Author | : Nefertiti Asanti |
Publisher | : |
Total Pages | : 36 |
Release | : 2021-10-29 |
Genre | : |
ISBN | : 9781736904527 |
fist of wind is a lyrical testimony that centers the Black body as a site of healing and transformation. This collection of poetry explores the lived experience of menstruation marked by pain and the liminal existence of Black folk as magical and mortal. fist of wind draws from magical realism to ask: If pain is information, what does individual and collective Black pain tell us about our world and about ourselves? How do we embody healing in this lifetime and beyond?
Author | : TJ Klune |
Publisher | : Tor Books |
Total Pages | : 338 |
Release | : 2020-03-17 |
Genre | : Fiction |
ISBN | : 1250217326 |
A NEW YORK TIMES, USA TODAY, and WASHINGTON POST BESTSELLER! A 2021 Alex Award winner!
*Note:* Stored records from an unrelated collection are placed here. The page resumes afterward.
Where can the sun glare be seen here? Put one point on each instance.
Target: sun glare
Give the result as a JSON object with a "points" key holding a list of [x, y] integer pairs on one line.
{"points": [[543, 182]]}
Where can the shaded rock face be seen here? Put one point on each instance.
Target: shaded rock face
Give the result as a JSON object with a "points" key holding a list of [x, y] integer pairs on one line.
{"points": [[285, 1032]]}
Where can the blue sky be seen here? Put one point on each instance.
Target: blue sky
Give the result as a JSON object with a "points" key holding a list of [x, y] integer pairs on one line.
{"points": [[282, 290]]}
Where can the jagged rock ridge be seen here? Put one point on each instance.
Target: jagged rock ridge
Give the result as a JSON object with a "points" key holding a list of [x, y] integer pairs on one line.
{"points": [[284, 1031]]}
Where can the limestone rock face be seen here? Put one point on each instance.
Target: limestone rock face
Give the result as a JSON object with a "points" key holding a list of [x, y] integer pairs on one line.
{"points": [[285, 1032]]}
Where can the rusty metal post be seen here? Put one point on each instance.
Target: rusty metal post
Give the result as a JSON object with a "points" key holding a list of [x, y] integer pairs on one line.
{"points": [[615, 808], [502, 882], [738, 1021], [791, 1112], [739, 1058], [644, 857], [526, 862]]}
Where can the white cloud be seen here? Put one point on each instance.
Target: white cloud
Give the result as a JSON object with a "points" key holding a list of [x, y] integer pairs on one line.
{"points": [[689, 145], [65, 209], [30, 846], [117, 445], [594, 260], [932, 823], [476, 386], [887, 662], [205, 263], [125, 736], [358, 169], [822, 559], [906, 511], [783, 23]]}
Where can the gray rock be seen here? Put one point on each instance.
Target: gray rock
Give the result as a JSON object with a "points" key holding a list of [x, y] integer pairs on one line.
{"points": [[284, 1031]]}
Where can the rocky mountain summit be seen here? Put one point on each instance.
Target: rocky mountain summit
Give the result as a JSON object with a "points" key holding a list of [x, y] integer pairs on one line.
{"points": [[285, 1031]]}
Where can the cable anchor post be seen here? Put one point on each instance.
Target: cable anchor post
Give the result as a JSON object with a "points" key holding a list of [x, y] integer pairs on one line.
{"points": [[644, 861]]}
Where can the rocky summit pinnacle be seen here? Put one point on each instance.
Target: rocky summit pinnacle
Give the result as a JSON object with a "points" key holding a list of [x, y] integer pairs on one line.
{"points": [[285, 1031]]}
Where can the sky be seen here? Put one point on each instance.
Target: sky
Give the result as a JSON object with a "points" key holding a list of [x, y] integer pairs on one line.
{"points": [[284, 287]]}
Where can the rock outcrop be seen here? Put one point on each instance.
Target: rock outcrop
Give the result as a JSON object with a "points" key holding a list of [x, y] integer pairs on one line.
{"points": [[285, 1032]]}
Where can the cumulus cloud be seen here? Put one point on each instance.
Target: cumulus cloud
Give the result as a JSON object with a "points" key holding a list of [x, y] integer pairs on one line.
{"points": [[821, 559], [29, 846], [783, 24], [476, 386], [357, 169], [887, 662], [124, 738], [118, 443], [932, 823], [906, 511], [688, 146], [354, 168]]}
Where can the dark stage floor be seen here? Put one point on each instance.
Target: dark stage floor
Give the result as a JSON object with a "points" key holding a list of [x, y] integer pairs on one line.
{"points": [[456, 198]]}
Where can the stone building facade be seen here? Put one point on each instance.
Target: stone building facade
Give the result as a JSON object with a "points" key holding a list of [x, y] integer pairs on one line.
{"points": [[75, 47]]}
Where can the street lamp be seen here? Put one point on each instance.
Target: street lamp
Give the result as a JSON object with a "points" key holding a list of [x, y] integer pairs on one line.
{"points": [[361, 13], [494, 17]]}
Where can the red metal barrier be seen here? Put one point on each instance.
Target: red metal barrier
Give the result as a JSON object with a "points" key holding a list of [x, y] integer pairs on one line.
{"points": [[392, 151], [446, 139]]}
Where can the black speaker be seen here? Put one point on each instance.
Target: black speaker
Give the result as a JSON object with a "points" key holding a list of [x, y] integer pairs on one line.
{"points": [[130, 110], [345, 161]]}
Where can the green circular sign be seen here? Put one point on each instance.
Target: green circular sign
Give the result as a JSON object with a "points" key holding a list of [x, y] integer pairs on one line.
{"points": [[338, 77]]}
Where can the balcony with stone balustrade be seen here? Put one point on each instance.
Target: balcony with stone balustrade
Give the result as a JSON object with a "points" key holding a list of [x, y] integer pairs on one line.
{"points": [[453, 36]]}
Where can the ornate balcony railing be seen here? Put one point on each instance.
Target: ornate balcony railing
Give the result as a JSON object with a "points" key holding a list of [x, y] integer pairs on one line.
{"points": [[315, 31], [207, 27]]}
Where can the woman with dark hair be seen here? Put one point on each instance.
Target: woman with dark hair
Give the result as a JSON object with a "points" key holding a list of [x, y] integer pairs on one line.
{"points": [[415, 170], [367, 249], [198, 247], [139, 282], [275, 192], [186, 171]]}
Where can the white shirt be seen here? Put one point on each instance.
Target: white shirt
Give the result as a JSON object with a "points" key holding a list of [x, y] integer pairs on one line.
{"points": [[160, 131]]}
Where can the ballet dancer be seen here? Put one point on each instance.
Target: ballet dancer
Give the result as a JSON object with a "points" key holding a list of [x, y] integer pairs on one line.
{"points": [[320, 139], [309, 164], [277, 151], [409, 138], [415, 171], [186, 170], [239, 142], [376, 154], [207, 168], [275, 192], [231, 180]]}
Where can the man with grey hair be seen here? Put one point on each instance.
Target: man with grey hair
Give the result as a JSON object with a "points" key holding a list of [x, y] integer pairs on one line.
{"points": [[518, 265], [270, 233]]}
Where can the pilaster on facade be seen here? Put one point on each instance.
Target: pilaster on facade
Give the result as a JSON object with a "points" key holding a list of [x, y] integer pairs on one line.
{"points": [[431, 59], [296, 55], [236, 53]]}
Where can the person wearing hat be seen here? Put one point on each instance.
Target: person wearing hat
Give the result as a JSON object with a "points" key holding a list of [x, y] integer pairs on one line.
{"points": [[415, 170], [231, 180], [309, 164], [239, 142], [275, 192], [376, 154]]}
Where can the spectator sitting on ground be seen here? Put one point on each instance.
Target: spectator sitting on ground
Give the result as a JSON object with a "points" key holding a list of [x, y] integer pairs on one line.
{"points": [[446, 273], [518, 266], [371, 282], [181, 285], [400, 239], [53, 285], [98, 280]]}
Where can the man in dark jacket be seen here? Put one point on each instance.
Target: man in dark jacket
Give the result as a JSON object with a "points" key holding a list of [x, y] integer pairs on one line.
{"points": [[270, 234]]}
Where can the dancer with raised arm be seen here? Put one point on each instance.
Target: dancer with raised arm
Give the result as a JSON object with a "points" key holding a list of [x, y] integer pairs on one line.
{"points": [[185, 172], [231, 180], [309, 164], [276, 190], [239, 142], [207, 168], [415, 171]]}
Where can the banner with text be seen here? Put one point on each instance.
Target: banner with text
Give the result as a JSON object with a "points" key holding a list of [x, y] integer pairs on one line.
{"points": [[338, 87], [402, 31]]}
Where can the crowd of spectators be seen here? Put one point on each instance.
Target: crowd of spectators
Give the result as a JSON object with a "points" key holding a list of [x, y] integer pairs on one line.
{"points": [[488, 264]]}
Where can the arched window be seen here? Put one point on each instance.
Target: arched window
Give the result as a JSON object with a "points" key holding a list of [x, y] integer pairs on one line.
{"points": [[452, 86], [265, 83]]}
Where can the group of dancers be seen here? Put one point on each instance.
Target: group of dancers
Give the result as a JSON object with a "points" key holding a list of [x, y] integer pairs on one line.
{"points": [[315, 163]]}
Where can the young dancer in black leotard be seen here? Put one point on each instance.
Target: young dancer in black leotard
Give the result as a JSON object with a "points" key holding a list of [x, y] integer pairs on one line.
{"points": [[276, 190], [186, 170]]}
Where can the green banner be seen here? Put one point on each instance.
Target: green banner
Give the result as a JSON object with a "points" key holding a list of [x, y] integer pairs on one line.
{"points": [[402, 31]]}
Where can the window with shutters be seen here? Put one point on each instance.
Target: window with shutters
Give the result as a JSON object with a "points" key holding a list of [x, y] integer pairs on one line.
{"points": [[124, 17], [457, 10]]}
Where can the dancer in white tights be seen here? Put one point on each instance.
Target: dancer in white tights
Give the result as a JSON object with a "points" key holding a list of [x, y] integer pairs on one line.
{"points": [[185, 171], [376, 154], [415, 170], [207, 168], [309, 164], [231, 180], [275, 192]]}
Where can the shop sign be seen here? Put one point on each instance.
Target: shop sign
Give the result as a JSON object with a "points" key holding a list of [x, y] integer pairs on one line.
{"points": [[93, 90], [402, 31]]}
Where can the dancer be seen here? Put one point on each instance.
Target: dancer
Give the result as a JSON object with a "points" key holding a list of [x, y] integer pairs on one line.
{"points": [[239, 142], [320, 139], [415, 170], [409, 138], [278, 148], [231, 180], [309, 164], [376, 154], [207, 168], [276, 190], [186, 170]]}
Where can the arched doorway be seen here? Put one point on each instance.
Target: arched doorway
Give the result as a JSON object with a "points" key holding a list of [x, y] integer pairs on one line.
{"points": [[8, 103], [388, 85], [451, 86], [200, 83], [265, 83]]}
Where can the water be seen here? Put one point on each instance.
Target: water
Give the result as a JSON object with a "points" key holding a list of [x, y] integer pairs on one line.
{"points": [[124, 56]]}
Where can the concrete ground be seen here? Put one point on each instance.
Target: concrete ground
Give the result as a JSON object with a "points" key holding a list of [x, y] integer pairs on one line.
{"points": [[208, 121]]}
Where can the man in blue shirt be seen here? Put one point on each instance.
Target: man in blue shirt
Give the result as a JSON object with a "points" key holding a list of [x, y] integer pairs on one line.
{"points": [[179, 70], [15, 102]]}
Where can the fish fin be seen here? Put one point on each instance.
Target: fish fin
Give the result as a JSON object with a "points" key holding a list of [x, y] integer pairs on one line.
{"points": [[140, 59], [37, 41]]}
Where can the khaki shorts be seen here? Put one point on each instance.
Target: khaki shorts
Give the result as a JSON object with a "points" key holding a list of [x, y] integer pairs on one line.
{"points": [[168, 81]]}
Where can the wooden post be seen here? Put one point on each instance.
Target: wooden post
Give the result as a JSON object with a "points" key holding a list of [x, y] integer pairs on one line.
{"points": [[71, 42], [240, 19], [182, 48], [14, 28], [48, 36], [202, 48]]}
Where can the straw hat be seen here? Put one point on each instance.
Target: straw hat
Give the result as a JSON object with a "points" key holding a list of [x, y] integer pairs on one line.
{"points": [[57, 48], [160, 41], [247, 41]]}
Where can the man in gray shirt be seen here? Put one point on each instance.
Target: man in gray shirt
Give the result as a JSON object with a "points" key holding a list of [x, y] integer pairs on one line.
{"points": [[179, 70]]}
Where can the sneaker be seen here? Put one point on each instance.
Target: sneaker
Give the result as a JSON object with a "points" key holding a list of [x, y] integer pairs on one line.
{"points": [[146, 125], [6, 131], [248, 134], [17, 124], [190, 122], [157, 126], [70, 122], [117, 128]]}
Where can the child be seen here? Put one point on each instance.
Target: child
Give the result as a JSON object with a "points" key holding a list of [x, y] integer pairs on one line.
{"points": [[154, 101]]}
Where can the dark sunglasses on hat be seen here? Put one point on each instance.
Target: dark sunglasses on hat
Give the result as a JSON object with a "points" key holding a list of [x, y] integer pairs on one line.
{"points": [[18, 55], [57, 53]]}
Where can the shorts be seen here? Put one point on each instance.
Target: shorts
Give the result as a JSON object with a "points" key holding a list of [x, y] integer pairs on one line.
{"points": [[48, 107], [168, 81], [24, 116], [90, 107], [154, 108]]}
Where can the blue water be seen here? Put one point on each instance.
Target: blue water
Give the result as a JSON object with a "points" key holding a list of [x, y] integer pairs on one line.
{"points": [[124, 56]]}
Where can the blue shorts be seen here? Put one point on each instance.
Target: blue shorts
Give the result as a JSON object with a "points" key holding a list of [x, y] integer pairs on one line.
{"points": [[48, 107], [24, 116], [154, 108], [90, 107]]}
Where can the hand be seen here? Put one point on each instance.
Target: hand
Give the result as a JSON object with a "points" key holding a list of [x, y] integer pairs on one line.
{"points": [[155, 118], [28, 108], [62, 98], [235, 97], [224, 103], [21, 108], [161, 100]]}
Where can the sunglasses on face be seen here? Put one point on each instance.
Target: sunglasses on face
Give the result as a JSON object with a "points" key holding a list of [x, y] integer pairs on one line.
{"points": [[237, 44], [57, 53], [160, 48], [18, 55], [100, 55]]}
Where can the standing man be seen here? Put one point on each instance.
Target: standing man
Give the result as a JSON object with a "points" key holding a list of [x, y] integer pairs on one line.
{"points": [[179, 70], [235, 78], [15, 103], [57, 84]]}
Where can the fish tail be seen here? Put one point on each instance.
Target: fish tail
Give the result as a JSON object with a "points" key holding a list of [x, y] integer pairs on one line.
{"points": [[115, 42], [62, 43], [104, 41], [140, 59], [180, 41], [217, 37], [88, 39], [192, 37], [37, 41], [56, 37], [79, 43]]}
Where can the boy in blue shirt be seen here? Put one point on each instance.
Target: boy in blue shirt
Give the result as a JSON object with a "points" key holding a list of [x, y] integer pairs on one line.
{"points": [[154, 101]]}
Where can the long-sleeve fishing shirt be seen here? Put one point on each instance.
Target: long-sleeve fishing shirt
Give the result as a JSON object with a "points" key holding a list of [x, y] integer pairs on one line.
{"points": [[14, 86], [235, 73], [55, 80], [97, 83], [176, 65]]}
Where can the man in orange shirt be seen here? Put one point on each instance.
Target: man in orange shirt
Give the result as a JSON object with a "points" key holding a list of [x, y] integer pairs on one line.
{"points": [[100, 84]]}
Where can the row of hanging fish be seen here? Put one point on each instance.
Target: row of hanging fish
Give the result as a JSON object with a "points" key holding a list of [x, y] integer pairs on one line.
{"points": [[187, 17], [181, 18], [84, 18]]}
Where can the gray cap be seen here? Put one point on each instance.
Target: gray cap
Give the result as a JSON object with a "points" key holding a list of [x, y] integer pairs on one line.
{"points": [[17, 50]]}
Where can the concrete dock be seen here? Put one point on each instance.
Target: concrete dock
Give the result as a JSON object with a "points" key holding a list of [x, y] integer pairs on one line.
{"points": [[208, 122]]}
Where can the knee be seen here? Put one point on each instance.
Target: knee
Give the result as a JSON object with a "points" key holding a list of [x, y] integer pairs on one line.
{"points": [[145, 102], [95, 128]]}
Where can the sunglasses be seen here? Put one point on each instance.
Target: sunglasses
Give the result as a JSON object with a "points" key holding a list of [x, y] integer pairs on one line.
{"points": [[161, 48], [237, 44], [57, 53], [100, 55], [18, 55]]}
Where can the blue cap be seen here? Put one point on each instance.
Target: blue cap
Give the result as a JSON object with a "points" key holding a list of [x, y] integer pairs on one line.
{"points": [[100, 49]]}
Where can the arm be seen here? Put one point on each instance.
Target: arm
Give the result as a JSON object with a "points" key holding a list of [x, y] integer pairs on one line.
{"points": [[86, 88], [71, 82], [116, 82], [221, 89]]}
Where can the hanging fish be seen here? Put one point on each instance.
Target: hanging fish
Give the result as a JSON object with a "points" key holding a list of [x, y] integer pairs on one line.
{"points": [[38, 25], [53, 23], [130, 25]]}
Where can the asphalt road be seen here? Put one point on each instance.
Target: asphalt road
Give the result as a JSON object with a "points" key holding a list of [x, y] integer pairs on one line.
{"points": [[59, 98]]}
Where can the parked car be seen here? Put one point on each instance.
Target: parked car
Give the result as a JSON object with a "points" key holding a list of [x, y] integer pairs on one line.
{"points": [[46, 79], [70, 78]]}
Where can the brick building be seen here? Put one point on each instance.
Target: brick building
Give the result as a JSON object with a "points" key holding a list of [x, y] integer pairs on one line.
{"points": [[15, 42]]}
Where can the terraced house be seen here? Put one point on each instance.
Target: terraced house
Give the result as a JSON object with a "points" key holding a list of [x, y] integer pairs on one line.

The 2021 RUSA Reading List: Fantasy Winner! An Indie Next Pick! One of Publishers Weekly's "Most Anticipated Books of Spring 2020" One of Book Riot’s “20 Must-Read Feel-Good Fantasies” Lambda Literary Award-winning author TJ Klune’s bestselling, breakout contemporary fantasy that's "1984 meets The Umbrella Academy with a pinch of Douglas Adams thrown in." (Gail Carriger) Linus Baker is a by-the-book case worker in the Department in Charge of Magical Youth. He's tasked with determining whether six dangerous magical children are likely to bring about the end of the world. Arthur Parnassus is the master of the orphanage. He would do anything to keep the children safe, even if it means the world will burn. And his secrets will come to light. The House in the Cerulean Sea is an enchanting love story, masterfully told, about the profound experience of discovering an unlikely family in an unexpected place—and realizing that family is yours. "1984 meets The Umbrella Academy with a pinch of Douglas Adams thrown in." —Gail Carriger, New York Times bestselling author of Soulless At the Publisher's request, this title is being sold without Digital Rights Management Software (DRM) applied.